In this graph, the hyperplane is the straight line that separates Class A from Class B.

2. Marginal Plane:

The marginal plane refers to the planes parallel to the hyperplane that are at a certain distance from it. These planes help define the margin. The data points closest to these marginal planes are called support vectors.

Example Graph:

        |        +
     |        |
     |        |
     |        |
     |        |
     |        |
     |        |
     |        |
     |       /|   
     |     /  |
     |   /    |
     | /      |   
     +-------+ (Hyperplane)
     |       |
     |       |
Class A    Class B

                      
In this graph, the dashed lines represent the marginal planes parallel to the hyperplane. The data points near these planes (the '+' symbols) are support vectors.

3. Soft Margin:

Soft margin allows for some misclassification in the training data to find a more flexible decision boundary. It introduces a margin of error, allowing some data points to cross the margin boundary or even the hyperplane. This is especially useful when dealing with noisy or overlapping data.

Example Graph:

      |        +
     |      / |
     |    /   |
     |  /     |
     |/       |   
     +-------+ (Hyperplane with Soft Margin)
     |       |
     |       |
     |       |
     |       |
     |       |
     |       |
Class A    Class B

  In this graph, you can see that a few data points from Class A cross the margin boundary but are still correctly classified.

4. Hard Margin:

Hard margin SVM does not allow any misclassification in the training data. It requires a clear separation between the classes, and the margin is maximized with no data points inside or crossing it.
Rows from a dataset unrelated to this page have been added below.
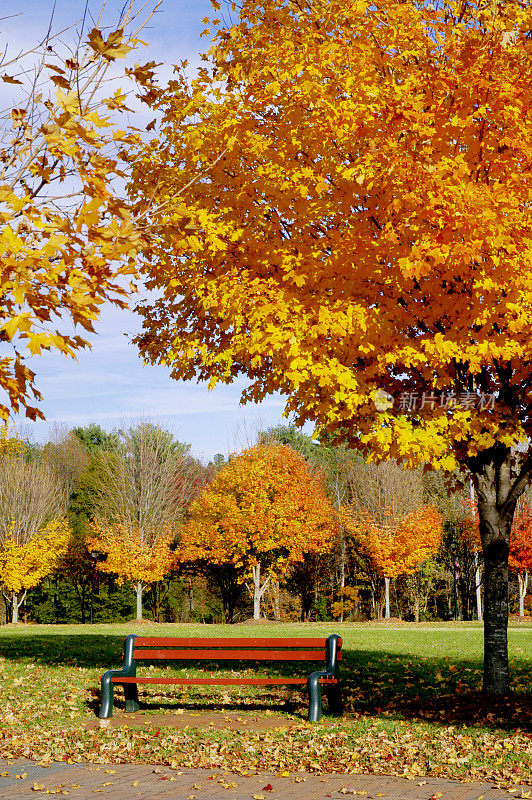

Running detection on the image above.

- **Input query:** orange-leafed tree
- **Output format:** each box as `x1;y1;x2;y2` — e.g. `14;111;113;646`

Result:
509;498;532;617
131;0;532;695
343;461;442;618
177;441;337;619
Hard margin SVMs are sensitive to outliers and noise.

Example Graph: 
                      
         |        +
     |        |
     |        |
     |        |
     |        |
     |        |
     |        |
     |        |
     |        |   
     |        |
     |        |
     |        |
     +-------+ (Hyperplane with Hard Margin)
     |       |
Class A    Class B

  In this graph, there are no data points inside or crossing the margin boundary, representing a hard margin SVM.   

                      
Q6. SVM Implementation through Iris dataset.

Bonus task: Implement a linear SVM classifier from scratch using Python and compare its
performance with the scikit-learn implementation.
~ Load the iris dataset from the scikit-learn library and split it into a training set and a testing setl
~ Train a linear SVM classifier on the training set and predict the labels for the testing setl
~ Compute the accuracy of the model on the testing setl
~ Plot the decision boundaries of the trained model using two of the featuresl
~ Try different values of the regularisation parameter C and see how it affects the performance of
the model.




import numpy as np
import matplotlib.pyplot as plt
from sklearn import datasets
from sklearn.model_selection import train_test_split
from sklearn.svm import SVC
from sklearn.metrics import accuracy_score

# Load the Iris dataset
iris = datasets.load_iris()
X = iris.data[:, :2]  # Using only the first two features for simplicity
y = iris.target

# Split the dataset into a training set and a testing set
X_train, X_test, y_train, y_test = train_test_split(X, y, test_size=0.2, random_state=42)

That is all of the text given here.